Türkiye'de önemli ekonomik hamleler gerçekleştiren Hatay'ın son dönem verileri ile, 'yatırımlarda atılım yılı'nı yaşadığını söyleyebiliriz. Hatay her yönüyle, 'örnek şehir' modelini uygulayabilen ve krize karşı elinde imkanları olan bir şehir. Elbette genel sorunları kabuğunda taşıyor. Zor bir dönem geçiren esnafın durumunu düşünerek ve büyümeyi olabildiğince kurtarmak adına yapılan çalışmalar takdire şayandır ama bu atılan adımlar artırılmalıdır. Bu bağlamda mali disiplin açısından eli bir hayli sağlam olan kamu sektörü dışsallık, hızlandırıcı ve çarpan etkisi oluşturacak tarzda iç piyasayı canlandırıcı yönde devreye girebilir. KOSGEB yeniden yapılandırılmalıdır. KOBİ'lere verilen desteklerde uygulamada görülen engeller kaldırılmalıdır. Halk Bankası, KOBİ'lerin bankası olmaya devam etmeli, kullandırdığı finansman türlerini çeşitlendirmeli,vergi yükü azaltılmalı, girdi maliyetleri azaltılmalı, eğitim sistemi acil olarak kalifiye eleman sıkıntısı için yönlendirilmeli, sanayici AR-GE ve inovasyona yönlendirilmeli, bu konuda teşvik tedbirleri artırılmalıdır.

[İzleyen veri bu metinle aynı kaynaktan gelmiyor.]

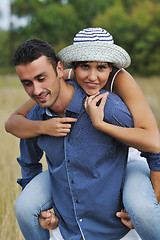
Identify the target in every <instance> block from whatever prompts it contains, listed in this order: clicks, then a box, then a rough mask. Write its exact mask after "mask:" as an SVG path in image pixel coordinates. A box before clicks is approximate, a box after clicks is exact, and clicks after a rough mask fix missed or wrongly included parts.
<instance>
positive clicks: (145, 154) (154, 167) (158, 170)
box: [141, 152, 160, 171]
mask: <svg viewBox="0 0 160 240" xmlns="http://www.w3.org/2000/svg"><path fill="white" fill-rule="evenodd" d="M141 157H145V158H146V160H147V162H148V165H149V168H150V169H151V170H153V171H160V153H158V154H154V153H146V152H142V153H141Z"/></svg>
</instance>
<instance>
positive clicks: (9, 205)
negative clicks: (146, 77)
mask: <svg viewBox="0 0 160 240" xmlns="http://www.w3.org/2000/svg"><path fill="white" fill-rule="evenodd" d="M12 79H13V80H12ZM16 82H18V80H17V78H16V77H15V76H14V77H10V76H3V77H2V76H0V152H1V158H0V239H1V240H23V237H22V235H21V233H20V230H19V227H18V224H17V222H16V218H15V215H14V201H15V199H16V198H17V196H18V195H19V193H20V191H21V189H20V187H19V186H18V185H17V184H16V179H17V177H19V176H20V168H19V166H18V163H17V162H16V158H17V156H18V155H19V140H18V139H17V138H16V137H13V136H11V135H10V134H8V133H6V132H5V130H4V122H5V121H6V120H7V118H8V117H9V115H10V114H11V113H12V112H13V111H14V109H16V108H17V107H18V106H19V105H20V104H22V103H23V102H24V101H25V100H26V99H27V95H26V94H25V92H24V90H23V88H22V87H21V86H20V85H19V84H17V83H16ZM137 82H138V83H139V85H140V86H141V88H142V90H143V92H144V94H145V96H146V98H147V100H148V102H149V104H150V106H151V108H152V110H153V112H154V114H155V116H156V119H157V122H158V125H159V128H160V78H152V79H137ZM16 85H17V86H16ZM144 117H145V116H144Z"/></svg>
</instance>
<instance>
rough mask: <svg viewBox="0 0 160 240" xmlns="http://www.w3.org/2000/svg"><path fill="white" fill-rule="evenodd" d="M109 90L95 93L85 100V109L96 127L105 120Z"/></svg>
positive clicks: (91, 120) (84, 105)
mask: <svg viewBox="0 0 160 240" xmlns="http://www.w3.org/2000/svg"><path fill="white" fill-rule="evenodd" d="M108 94H109V93H108V92H106V93H103V94H100V95H97V94H96V95H93V96H90V97H87V98H86V101H85V104H84V106H85V109H86V111H87V113H88V115H89V116H90V119H91V121H92V124H93V126H94V127H95V128H97V129H98V127H99V125H100V124H101V122H102V121H103V118H104V106H105V103H106V100H107V96H108Z"/></svg>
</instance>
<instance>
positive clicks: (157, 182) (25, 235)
mask: <svg viewBox="0 0 160 240" xmlns="http://www.w3.org/2000/svg"><path fill="white" fill-rule="evenodd" d="M58 57H59V59H60V60H62V62H63V63H64V65H65V66H66V67H71V68H72V69H73V70H72V72H70V73H71V74H72V75H74V76H73V77H76V79H75V81H68V80H67V81H64V80H63V75H64V73H63V65H62V63H61V62H60V61H59V59H57V57H56V56H55V54H54V50H53V48H52V47H51V46H50V45H48V44H47V43H45V42H44V41H41V40H36V39H35V40H34V39H32V40H28V41H26V42H24V43H22V44H21V45H20V46H19V48H18V49H17V51H16V53H15V57H14V64H15V68H16V71H17V74H18V76H19V78H20V80H21V82H22V84H23V86H24V89H25V91H26V92H27V93H28V95H29V96H30V97H31V98H32V99H33V100H35V101H36V102H37V103H38V105H36V106H35V107H34V108H33V109H32V110H31V112H30V113H29V114H28V118H29V119H30V120H29V119H26V118H24V117H23V116H25V115H26V114H27V112H28V111H29V110H30V109H31V108H32V107H33V105H35V103H34V102H33V101H30V102H28V103H26V104H25V105H24V106H25V109H24V106H23V107H21V108H20V109H18V110H17V111H16V112H15V113H14V114H12V116H11V117H10V118H9V120H8V121H7V122H6V129H7V131H9V132H11V133H12V134H14V135H16V136H18V137H21V138H24V139H22V140H21V156H20V157H19V158H18V162H19V164H20V166H21V167H22V179H21V180H19V183H20V184H21V185H22V187H23V188H24V190H23V191H22V193H21V194H20V196H19V197H18V199H17V200H16V204H15V211H16V216H17V219H18V222H19V225H20V228H21V231H22V233H23V235H24V237H25V239H36V240H37V239H49V233H48V231H47V230H43V229H42V228H41V227H40V226H39V224H38V216H39V214H40V212H41V211H43V210H47V209H50V208H51V207H53V208H54V212H55V214H56V215H57V217H58V219H59V223H58V225H59V228H56V229H55V230H53V232H52V236H51V239H67V240H68V239H75V240H76V239H78V240H79V239H81V238H82V239H89V240H90V239H91V240H94V239H104V240H106V239H115V240H116V239H130V240H131V239H139V236H138V235H136V232H135V230H131V231H129V229H128V228H126V227H125V226H124V225H123V224H122V223H121V221H120V220H119V218H118V217H117V216H118V215H120V216H121V217H123V216H127V220H128V219H129V217H128V215H127V213H125V212H122V213H120V212H119V211H120V210H121V209H122V208H123V204H122V199H121V198H122V194H123V203H124V206H125V208H126V211H127V212H128V213H129V215H130V217H131V219H132V222H133V225H134V227H135V228H136V230H137V232H138V233H139V235H140V237H141V238H142V239H145V240H146V239H159V237H160V230H159V221H160V220H159V219H160V209H159V205H158V201H159V198H160V193H159V170H160V161H159V159H160V158H159V154H158V152H159V132H158V128H157V125H156V121H155V119H154V117H153V114H152V112H151V110H150V108H149V107H148V105H147V103H146V101H145V99H144V97H143V94H142V93H141V91H140V89H139V87H138V86H137V84H136V83H135V81H134V80H133V78H132V77H131V76H130V75H129V73H127V72H126V71H125V70H124V69H123V68H125V67H127V66H129V64H130V57H129V55H128V54H127V52H126V51H125V50H124V49H122V48H121V47H119V46H117V45H115V44H114V43H113V38H112V36H111V35H110V34H109V33H108V32H106V31H105V30H104V29H101V28H93V29H84V30H82V31H80V32H79V33H78V34H77V35H76V36H75V38H74V43H73V45H71V46H69V47H66V48H64V49H62V50H61V51H60V53H59V54H58ZM66 72H67V73H68V71H66ZM66 72H65V74H66ZM72 75H71V77H72ZM102 88H104V89H106V90H107V91H110V93H109V95H108V96H107V93H106V91H105V90H101V89H102ZM99 92H100V94H99ZM111 92H113V93H115V94H113V93H111ZM97 94H98V95H97ZM106 98H107V101H106ZM121 99H122V100H123V101H124V102H125V104H126V105H127V106H126V105H125V104H124V102H122V100H121ZM128 109H129V110H130V112H131V114H132V116H133V119H132V116H131V114H130V112H129V110H128ZM144 116H145V118H144ZM31 120H34V121H31ZM41 120H43V121H41ZM133 122H134V125H133ZM127 146H132V147H134V148H137V149H139V150H141V151H143V152H153V153H154V154H151V153H143V155H144V156H145V157H146V158H147V160H148V164H149V167H150V169H151V180H152V183H151V181H150V172H149V168H148V165H147V163H146V162H145V160H142V158H141V157H140V156H139V153H138V151H136V149H131V151H129V156H128V147H127ZM43 152H45V154H46V158H47V162H48V169H49V170H48V171H46V172H43V173H41V171H42V166H41V164H40V163H39V161H40V159H41V157H42V154H43ZM131 152H132V153H131ZM127 157H128V159H130V161H129V162H128V163H127ZM134 160H135V161H134ZM140 160H142V161H140ZM126 164H127V169H126ZM125 172H126V177H125ZM124 178H125V181H124ZM30 180H31V181H30ZM152 184H153V187H154V190H155V193H154V190H153V188H152ZM122 191H123V192H122ZM146 209H147V211H146ZM117 212H118V213H117ZM116 213H117V216H116ZM55 219H57V218H55V217H54V215H53V214H52V213H50V212H42V213H41V214H40V223H41V225H42V226H43V227H46V225H48V229H50V227H52V226H53V225H54V224H55V225H56V222H52V220H53V221H55ZM127 220H126V221H125V218H124V217H123V218H122V222H125V224H126V225H127V224H128V222H127ZM151 220H152V224H150V223H151ZM56 221H57V220H56ZM52 223H53V225H52ZM129 223H130V221H129ZM56 226H57V225H56ZM53 227H55V226H53ZM57 234H58V236H57V237H56V235H57ZM132 234H133V236H132Z"/></svg>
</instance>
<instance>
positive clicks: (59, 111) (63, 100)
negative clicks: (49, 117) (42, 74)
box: [51, 80, 74, 117]
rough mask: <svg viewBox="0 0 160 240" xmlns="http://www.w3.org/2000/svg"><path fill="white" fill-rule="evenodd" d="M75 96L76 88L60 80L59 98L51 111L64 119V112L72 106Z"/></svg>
mask: <svg viewBox="0 0 160 240" xmlns="http://www.w3.org/2000/svg"><path fill="white" fill-rule="evenodd" d="M73 94H74V86H73V85H71V84H68V83H66V82H65V81H64V80H60V93H59V97H58V99H57V101H56V103H55V104H54V106H53V107H51V110H53V111H54V112H56V113H57V114H59V115H60V116H62V117H64V116H65V115H64V112H65V110H66V108H67V107H68V105H69V104H70V102H71V100H72V98H73Z"/></svg>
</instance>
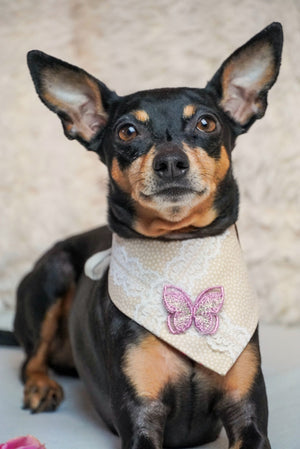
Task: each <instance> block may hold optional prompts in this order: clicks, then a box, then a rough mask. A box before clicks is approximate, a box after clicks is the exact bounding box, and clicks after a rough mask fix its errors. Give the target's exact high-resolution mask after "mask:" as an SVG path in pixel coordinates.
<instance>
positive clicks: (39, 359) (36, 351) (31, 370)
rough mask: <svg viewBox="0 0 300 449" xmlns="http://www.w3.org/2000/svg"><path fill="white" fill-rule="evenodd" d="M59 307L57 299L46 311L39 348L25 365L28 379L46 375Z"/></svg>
mask: <svg viewBox="0 0 300 449" xmlns="http://www.w3.org/2000/svg"><path fill="white" fill-rule="evenodd" d="M61 307H62V300H61V299H59V300H57V302H56V303H55V304H53V306H51V307H50V308H49V310H48V311H47V313H46V317H45V319H44V321H43V324H42V328H41V334H40V343H39V346H38V348H37V350H36V352H35V354H34V355H33V356H32V357H31V359H30V360H29V362H28V363H27V365H26V370H25V375H26V377H30V376H31V375H32V374H33V373H47V357H48V353H49V348H50V345H51V343H52V341H53V339H54V336H55V333H56V331H57V327H58V320H59V317H60V315H61Z"/></svg>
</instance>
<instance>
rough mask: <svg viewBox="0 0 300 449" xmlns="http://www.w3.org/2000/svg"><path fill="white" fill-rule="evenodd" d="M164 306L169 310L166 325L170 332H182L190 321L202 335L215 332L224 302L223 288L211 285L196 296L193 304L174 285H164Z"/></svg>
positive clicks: (182, 293)
mask: <svg viewBox="0 0 300 449" xmlns="http://www.w3.org/2000/svg"><path fill="white" fill-rule="evenodd" d="M163 302H164V306H165V308H166V309H167V311H168V312H169V315H168V320H167V323H168V327H169V330H170V332H171V333H172V334H182V333H184V332H185V331H186V330H188V329H189V328H190V327H191V325H192V323H193V322H194V325H195V327H196V329H197V330H198V331H199V332H200V333H201V334H203V335H212V334H215V333H216V332H217V330H218V327H219V316H218V313H219V312H220V310H221V308H222V306H223V303H224V288H223V287H212V288H208V289H207V290H204V291H203V292H202V293H200V295H198V296H197V298H196V301H195V303H194V304H193V302H192V300H191V298H190V297H189V296H188V294H187V293H185V292H184V291H183V290H181V289H180V288H178V287H175V286H174V285H165V286H164V290H163Z"/></svg>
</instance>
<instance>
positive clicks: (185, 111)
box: [183, 104, 197, 118]
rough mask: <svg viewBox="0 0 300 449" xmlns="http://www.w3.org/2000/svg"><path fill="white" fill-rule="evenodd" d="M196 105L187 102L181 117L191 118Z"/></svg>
mask: <svg viewBox="0 0 300 449" xmlns="http://www.w3.org/2000/svg"><path fill="white" fill-rule="evenodd" d="M196 109H197V107H196V105H194V104H188V105H187V106H185V107H184V108H183V118H191V117H192V116H193V115H194V114H195V112H196Z"/></svg>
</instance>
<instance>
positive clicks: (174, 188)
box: [141, 185, 207, 203]
mask: <svg viewBox="0 0 300 449" xmlns="http://www.w3.org/2000/svg"><path fill="white" fill-rule="evenodd" d="M206 191H207V188H206V187H205V188H203V189H202V190H195V189H192V188H190V187H181V186H171V185H170V186H165V187H163V188H161V189H158V190H156V191H155V192H151V194H145V193H143V192H141V196H142V197H143V198H144V199H145V200H147V199H148V200H151V199H152V200H153V199H155V198H157V199H160V200H165V201H167V202H173V203H177V202H179V201H183V200H185V199H187V198H191V197H194V196H202V195H204V194H205V193H206Z"/></svg>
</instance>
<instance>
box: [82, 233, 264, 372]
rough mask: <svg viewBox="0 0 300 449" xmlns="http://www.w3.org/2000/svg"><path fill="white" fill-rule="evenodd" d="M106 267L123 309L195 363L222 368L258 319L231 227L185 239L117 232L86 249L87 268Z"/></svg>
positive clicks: (215, 369) (229, 359) (237, 348)
mask: <svg viewBox="0 0 300 449" xmlns="http://www.w3.org/2000/svg"><path fill="white" fill-rule="evenodd" d="M108 265H110V268H109V281H108V288H109V294H110V297H111V299H112V301H113V303H114V304H115V305H116V307H117V308H118V309H119V310H121V311H122V312H123V313H124V314H125V315H127V316H128V317H130V318H131V319H133V320H134V321H136V322H137V323H139V324H140V325H142V326H143V327H145V328H146V329H147V330H148V331H150V332H151V333H153V334H154V335H156V336H157V337H159V338H160V339H162V340H164V341H165V342H167V343H168V344H170V345H171V346H173V347H174V348H176V349H178V350H179V351H181V352H182V353H184V354H186V355H187V356H188V357H190V358H191V359H193V360H194V361H195V362H197V363H200V364H202V365H204V366H206V367H207V368H210V369H212V370H213V371H215V372H217V373H219V374H221V375H225V374H226V373H227V372H228V370H229V369H230V368H231V367H232V365H233V364H234V362H235V361H236V359H237V358H238V357H239V355H240V354H241V352H242V351H243V350H244V348H245V347H246V345H247V343H248V342H249V340H250V338H251V337H252V335H253V332H254V330H255V328H256V326H257V323H258V302H257V299H256V296H255V295H254V293H253V291H252V289H251V286H250V283H249V279H248V274H247V269H246V266H245V262H244V260H243V256H242V252H241V248H240V245H239V242H238V239H237V235H236V230H235V227H234V226H232V227H231V228H229V229H228V230H227V231H225V232H224V233H223V234H222V235H219V236H216V237H207V238H203V239H191V240H183V241H167V242H162V241H157V240H144V239H123V238H120V237H118V236H117V235H114V236H113V244H112V248H111V250H108V251H103V252H101V253H97V254H95V255H94V256H92V257H91V258H90V259H88V261H87V262H86V266H85V273H86V275H87V276H88V277H90V278H92V279H99V278H100V277H101V276H102V274H103V272H104V270H105V269H106V268H107V267H108Z"/></svg>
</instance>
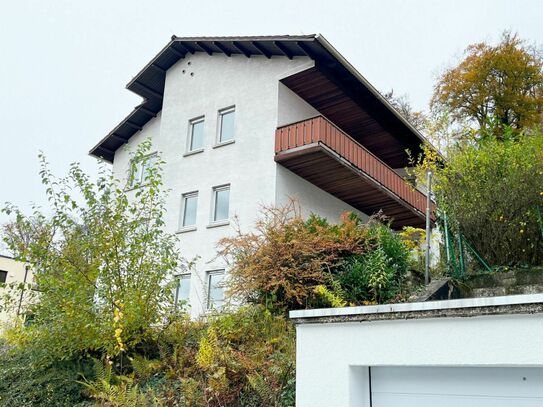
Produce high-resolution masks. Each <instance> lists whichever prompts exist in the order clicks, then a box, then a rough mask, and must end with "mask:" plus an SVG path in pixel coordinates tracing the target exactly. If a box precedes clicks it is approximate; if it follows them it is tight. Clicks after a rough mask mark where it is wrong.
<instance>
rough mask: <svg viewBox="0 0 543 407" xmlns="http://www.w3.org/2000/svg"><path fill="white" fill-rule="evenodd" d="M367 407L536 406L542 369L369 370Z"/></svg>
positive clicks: (537, 399)
mask: <svg viewBox="0 0 543 407" xmlns="http://www.w3.org/2000/svg"><path fill="white" fill-rule="evenodd" d="M369 372H370V381H369V384H370V386H371V404H370V405H371V407H396V406H402V407H415V406H416V407H426V406H428V407H430V406H431V407H435V406H440V407H449V406H462V407H506V406H507V407H536V406H538V407H540V406H543V369H541V368H521V367H512V368H504V367H492V368H488V367H372V368H370V369H369Z"/></svg>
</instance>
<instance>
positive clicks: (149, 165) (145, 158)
mask: <svg viewBox="0 0 543 407" xmlns="http://www.w3.org/2000/svg"><path fill="white" fill-rule="evenodd" d="M132 162H133V161H132ZM157 162H158V155H157V153H153V154H149V155H147V156H145V157H143V159H141V160H139V162H136V163H135V166H132V164H131V171H133V173H132V174H131V176H130V183H129V184H130V187H131V188H135V187H137V186H140V185H144V184H145V181H146V179H147V177H148V176H149V170H150V169H151V168H153V167H155V166H156V164H157Z"/></svg>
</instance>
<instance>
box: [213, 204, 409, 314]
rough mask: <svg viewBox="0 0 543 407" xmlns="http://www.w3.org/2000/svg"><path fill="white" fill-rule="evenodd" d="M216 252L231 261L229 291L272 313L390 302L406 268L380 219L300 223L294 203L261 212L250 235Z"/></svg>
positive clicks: (377, 218) (300, 221)
mask: <svg viewBox="0 0 543 407" xmlns="http://www.w3.org/2000/svg"><path fill="white" fill-rule="evenodd" d="M220 247H221V254H222V255H223V256H224V257H226V259H227V261H229V263H230V264H231V268H230V279H229V289H230V293H231V294H232V295H234V296H238V297H240V298H241V299H242V300H243V301H246V302H252V303H257V304H267V305H268V306H269V307H270V309H272V310H274V312H278V313H281V312H284V311H285V310H289V309H296V308H315V307H336V306H345V305H348V303H354V304H361V303H366V302H382V301H389V300H393V299H395V298H396V297H397V296H398V294H400V292H401V290H402V283H403V281H404V279H405V276H406V273H407V269H408V263H409V249H408V247H407V246H406V245H405V244H404V242H403V240H402V238H401V236H400V235H399V234H397V233H396V232H394V231H393V230H392V229H391V228H390V227H389V226H388V224H387V223H386V220H385V219H381V218H378V217H375V218H372V219H371V220H370V221H369V222H363V221H362V220H361V219H360V218H358V217H357V216H356V215H355V214H353V213H345V214H343V216H342V217H341V219H340V222H338V223H337V224H331V223H329V222H328V221H327V220H326V219H325V218H322V217H319V216H317V215H311V216H310V217H309V218H308V219H307V220H304V219H303V218H302V217H301V215H300V212H299V211H298V210H297V207H296V205H295V204H294V203H293V204H291V205H290V206H286V207H282V208H271V209H267V210H265V212H264V216H263V218H262V219H261V220H260V221H259V222H258V223H257V227H256V231H255V232H250V233H241V232H240V233H238V235H237V236H235V237H231V238H226V239H223V240H222V241H221V242H220Z"/></svg>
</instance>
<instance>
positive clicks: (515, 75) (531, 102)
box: [431, 32, 543, 136]
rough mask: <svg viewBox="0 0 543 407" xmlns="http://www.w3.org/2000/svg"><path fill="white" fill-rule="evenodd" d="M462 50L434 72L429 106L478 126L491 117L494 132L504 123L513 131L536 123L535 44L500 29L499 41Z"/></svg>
mask: <svg viewBox="0 0 543 407" xmlns="http://www.w3.org/2000/svg"><path fill="white" fill-rule="evenodd" d="M464 55H465V57H464V59H463V60H462V61H461V62H460V63H459V64H458V65H457V66H455V67H452V68H450V69H447V70H446V71H445V72H444V73H443V74H442V75H441V77H440V78H439V80H438V82H437V84H436V86H435V89H434V95H433V98H432V101H431V105H432V107H433V108H440V109H442V110H444V111H447V112H449V113H450V115H451V119H453V120H455V121H457V122H464V123H465V122H468V123H469V124H471V125H475V126H476V128H477V129H483V128H486V127H488V123H489V122H490V121H492V120H495V121H497V124H498V125H494V126H493V129H494V130H496V131H497V132H498V134H497V135H498V136H499V135H500V133H501V132H503V129H504V128H505V127H508V128H511V129H513V130H514V131H515V132H516V133H518V132H519V131H520V130H521V129H523V128H530V127H533V126H534V125H537V124H540V123H541V114H542V111H543V59H542V57H541V53H540V52H539V51H538V50H537V48H536V47H534V46H530V45H528V44H527V43H526V42H525V41H523V40H521V39H520V38H519V37H518V36H517V35H516V34H512V33H509V32H505V33H504V34H503V36H502V39H501V41H500V43H499V44H497V45H495V46H492V45H489V44H487V43H484V42H482V43H477V44H472V45H470V46H468V47H467V48H466V50H465V52H464Z"/></svg>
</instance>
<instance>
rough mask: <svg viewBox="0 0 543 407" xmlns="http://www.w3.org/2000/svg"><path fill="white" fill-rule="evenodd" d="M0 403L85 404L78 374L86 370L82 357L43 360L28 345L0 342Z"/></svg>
mask: <svg viewBox="0 0 543 407" xmlns="http://www.w3.org/2000/svg"><path fill="white" fill-rule="evenodd" d="M0 360H1V362H0V406H2V407H13V406H18V407H27V406H28V407H30V406H43V407H72V406H87V405H89V402H88V399H87V398H86V397H84V396H83V394H82V391H83V387H82V386H81V385H80V384H78V383H77V380H78V379H80V377H81V376H80V374H81V373H84V372H87V374H90V372H91V370H90V369H91V366H90V365H89V364H88V363H85V362H83V361H57V362H54V363H53V362H44V361H43V357H42V355H40V354H37V353H36V351H35V350H33V349H32V348H28V349H12V348H10V347H8V346H7V345H6V344H4V343H0Z"/></svg>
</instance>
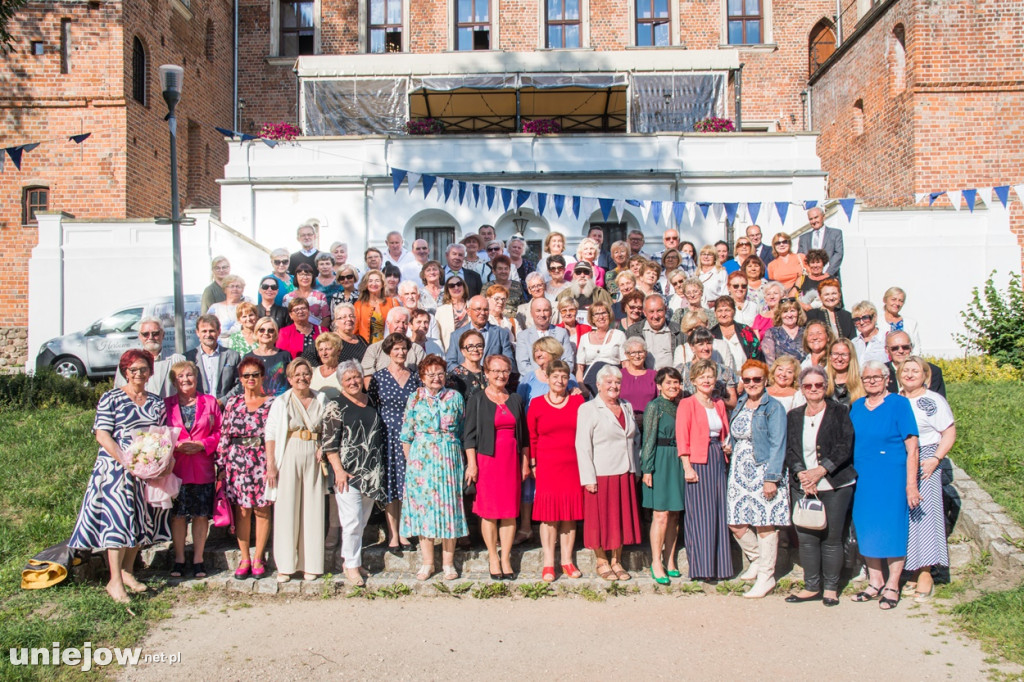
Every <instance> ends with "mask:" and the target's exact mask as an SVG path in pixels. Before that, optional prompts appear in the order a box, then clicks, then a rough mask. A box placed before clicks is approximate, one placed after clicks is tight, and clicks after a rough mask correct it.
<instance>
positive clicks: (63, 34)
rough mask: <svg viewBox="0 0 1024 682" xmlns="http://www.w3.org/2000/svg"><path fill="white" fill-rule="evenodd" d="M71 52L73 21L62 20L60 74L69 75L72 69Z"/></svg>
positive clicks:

Asgari ücretin bölgesel hale getirilmesinin uygun olacağını düşünüyoruz. Bu şekilde işverenin sırtındaki istihdam yükü bazı bölgelerde düşürülebilir. Teşvik; tıkanan sistemleri açmaya yönelik olmalı ve en önemlisi stratejik sektörleri harekete geçirecek biçimde yönlendirilmelidir. Dörtyol ve Erzin'deki sanayi yatırımları için organize sanayi bölgesi yatırım programına alınmalıdır. Büyük Mağazalar Yasası, içerdiği eksikler giderilerek acilen çıkartılmalıdır. Hükümetin eylem planı dahilinde yer alan Bölgesel Kalkınma Ajansı'nın, İskenderun-Dörtyol-Payas bölgesine kazandırılmalıdır.
Bankacılık sistemi BDDK tarafından nasıl etkin olarak denetleniyorsa, şirketlerin kısa vadeli borçlanmalarının önüne geçilecek bir mekanizma hayata geçirilmelidir.
Bu duygu ve düşüncelerle, ülkemizin ve beraberinde içinde yaşadığımız dünyamızın bu sıkıntılı günleri bir an önce atlatmasını ümit ediyorum.